Inzwischen hatten meine Finger zu zittern begonnen und ich merkte, wie sich das schlechte Gewissen durch meinen Körper fraß.

„Aber... ich.. ich dachte, ich hätte das im Griff", flüsterte ich, während ich Sophie dabei beobachtete, wie sie die Kaffeemaschine anschmiss und einen kurzen prüfenden Blick in den Ofen warf.

Sobald sie wieder mir gegenüber saß, fuhr sie fort: „Na ja. Du hast zumindest Hände ringend nach einer Legitimation gesucht, mit einem anderen Kerl zu schlafen und ihm deine Liebe zu gestehen. Dass Nia das vielleicht mehr verletzt, als sie zugeben würde, und auch Louis das ein bisschen viel wird, daran hast du nicht gedacht."

Die Wahrheit jetzt so unverblümt ins Gesicht geklatscht zu bekommen, brachte mich dazu, erstmal kräftig zu schlucken. Danach raufte ich mir einige Zeit die Haare, bis ich erkennen musste, dass ich keine Rechtfertigung parat hatte.

„Louis kommt aus einem Umfeld, in dem ihm fast tagtäglich eingetrichtert wurde, dass er nichts wert ist. Und da verlangst du von ihm, dass er dich sofort teilen muss, ohne die Angst zu haben, ins Aus gekickt zu werden? Und Nia? Natürlich ist sie verständnisvoll und weiß, dass du sie liebst, aber wenn da auf einmal ein anderer Mann neben dir steht, der dich zum Lachen bringt, muss auch sie fürchten, irgendwann aussortiert zu werden."
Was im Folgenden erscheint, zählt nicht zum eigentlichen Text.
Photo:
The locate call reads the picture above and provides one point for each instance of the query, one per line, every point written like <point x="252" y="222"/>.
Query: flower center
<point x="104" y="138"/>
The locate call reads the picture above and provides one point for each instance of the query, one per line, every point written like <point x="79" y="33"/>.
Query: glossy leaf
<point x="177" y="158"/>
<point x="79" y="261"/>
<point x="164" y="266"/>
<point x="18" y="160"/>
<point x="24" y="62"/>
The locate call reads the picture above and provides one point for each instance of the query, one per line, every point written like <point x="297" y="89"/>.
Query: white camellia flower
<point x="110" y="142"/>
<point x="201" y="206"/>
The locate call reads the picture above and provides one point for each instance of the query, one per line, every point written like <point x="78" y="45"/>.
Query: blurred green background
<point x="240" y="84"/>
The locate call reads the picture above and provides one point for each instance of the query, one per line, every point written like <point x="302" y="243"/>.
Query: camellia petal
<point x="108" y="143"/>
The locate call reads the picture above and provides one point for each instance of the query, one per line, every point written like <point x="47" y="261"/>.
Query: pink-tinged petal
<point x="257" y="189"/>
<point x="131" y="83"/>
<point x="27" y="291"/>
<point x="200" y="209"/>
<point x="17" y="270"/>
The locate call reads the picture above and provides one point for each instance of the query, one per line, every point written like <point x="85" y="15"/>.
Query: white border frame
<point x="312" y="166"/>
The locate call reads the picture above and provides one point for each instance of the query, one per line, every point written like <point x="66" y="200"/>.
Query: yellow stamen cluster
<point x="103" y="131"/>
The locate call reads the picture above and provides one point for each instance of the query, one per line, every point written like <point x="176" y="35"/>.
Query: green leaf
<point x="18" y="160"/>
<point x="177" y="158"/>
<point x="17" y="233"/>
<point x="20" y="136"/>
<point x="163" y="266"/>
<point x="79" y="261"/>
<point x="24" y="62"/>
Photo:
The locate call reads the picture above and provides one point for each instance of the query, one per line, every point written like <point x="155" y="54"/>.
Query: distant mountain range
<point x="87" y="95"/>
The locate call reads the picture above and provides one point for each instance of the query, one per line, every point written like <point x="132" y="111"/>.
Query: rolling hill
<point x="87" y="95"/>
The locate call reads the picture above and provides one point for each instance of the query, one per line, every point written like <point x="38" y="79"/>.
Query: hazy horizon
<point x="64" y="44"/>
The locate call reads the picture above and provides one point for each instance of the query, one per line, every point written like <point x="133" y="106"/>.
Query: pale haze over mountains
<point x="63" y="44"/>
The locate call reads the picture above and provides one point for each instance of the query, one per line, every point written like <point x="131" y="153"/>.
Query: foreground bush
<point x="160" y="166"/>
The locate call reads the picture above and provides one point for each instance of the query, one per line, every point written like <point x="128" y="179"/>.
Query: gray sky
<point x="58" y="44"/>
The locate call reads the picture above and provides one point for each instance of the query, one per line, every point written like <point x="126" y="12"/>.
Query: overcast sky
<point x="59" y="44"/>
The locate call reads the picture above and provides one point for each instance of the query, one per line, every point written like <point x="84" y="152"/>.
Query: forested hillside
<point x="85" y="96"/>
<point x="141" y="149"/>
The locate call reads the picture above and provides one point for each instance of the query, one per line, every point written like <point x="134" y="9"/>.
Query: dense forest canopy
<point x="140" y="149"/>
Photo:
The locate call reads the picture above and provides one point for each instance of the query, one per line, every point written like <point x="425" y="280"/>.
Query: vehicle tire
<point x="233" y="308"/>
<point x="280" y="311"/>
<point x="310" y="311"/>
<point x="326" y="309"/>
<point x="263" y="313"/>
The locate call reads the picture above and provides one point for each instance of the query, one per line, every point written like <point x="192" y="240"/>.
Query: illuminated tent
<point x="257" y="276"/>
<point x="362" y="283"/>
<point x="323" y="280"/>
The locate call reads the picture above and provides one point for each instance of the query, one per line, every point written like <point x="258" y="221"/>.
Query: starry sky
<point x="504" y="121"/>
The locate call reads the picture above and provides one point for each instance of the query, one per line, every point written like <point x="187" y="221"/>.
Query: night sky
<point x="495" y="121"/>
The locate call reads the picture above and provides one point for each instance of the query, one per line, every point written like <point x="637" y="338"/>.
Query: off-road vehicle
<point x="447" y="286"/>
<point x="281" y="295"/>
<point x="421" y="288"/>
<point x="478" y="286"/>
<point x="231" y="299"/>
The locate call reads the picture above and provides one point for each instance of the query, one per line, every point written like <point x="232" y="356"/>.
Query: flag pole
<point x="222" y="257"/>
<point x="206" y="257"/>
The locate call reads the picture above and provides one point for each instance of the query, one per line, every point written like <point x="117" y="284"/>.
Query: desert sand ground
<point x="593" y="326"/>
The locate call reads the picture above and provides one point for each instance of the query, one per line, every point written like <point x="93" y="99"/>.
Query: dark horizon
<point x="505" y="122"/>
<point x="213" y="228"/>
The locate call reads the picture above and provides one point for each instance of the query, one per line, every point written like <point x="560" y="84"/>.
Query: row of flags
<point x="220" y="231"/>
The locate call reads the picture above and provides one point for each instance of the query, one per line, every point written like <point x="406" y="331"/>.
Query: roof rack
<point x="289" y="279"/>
Plötzlich kochte in mir eine unbändige Wut auf und ich ballte meine Hände zu Fäusten. „So wie du das formulierst, klingt das, als sei ich ein Arschloch. Das stimmt nicht. Ich würde Nia nie aussortieren, das weiß sie!"

Das Wort Aussortieren setzte ich extra in Anführungszeichen, damit Sophie checkte, wie scheiße das klang.

Tatsächlich lockerten sich ihre Gesichtszüge und sie umschloss meine Faust, um sanft über meinen Handrücken zu streichen.

„Ach Harry... es tut mir leid, dass ich so hart war, aber irgendjemand musste mal die Wahrheit sagen. Ich weiß, dass du Nia nicht verlassen würdest, aber Angst ist irrational."

Ich nickte langsam und merkte, wie ich mich allmählich wieder entspannte. „Und was soll ich jetzt machen? Ich hab Angst um Louis."

„Wir alle haben das. Aber ich würde vorschlagen, wir feiern nachher erstmal meinen Geburtstag und morgen überlegen wir uns einen Schlachtplan. Vielleicht ist er bis dahin ja wieder aufgetaucht."

Doch als ich wenig später in Sophies Wohnung auf der Toilette hockte und mein Prepaid-Handy fest umklammert hielt, fehlte nach wie vor jegliche Spur von ihm - dabei hatte ich ihm extra eine SMS geschrieben, dass das jetzt meine vorübergehende Nummer war und ich auf einen Anruf von ihm wartete.

Mit Tränen in den Augen erinnerte ich mich zurück an das Gespräch, dass Sophie, Nia und ich vorhin in der Bahn hatten.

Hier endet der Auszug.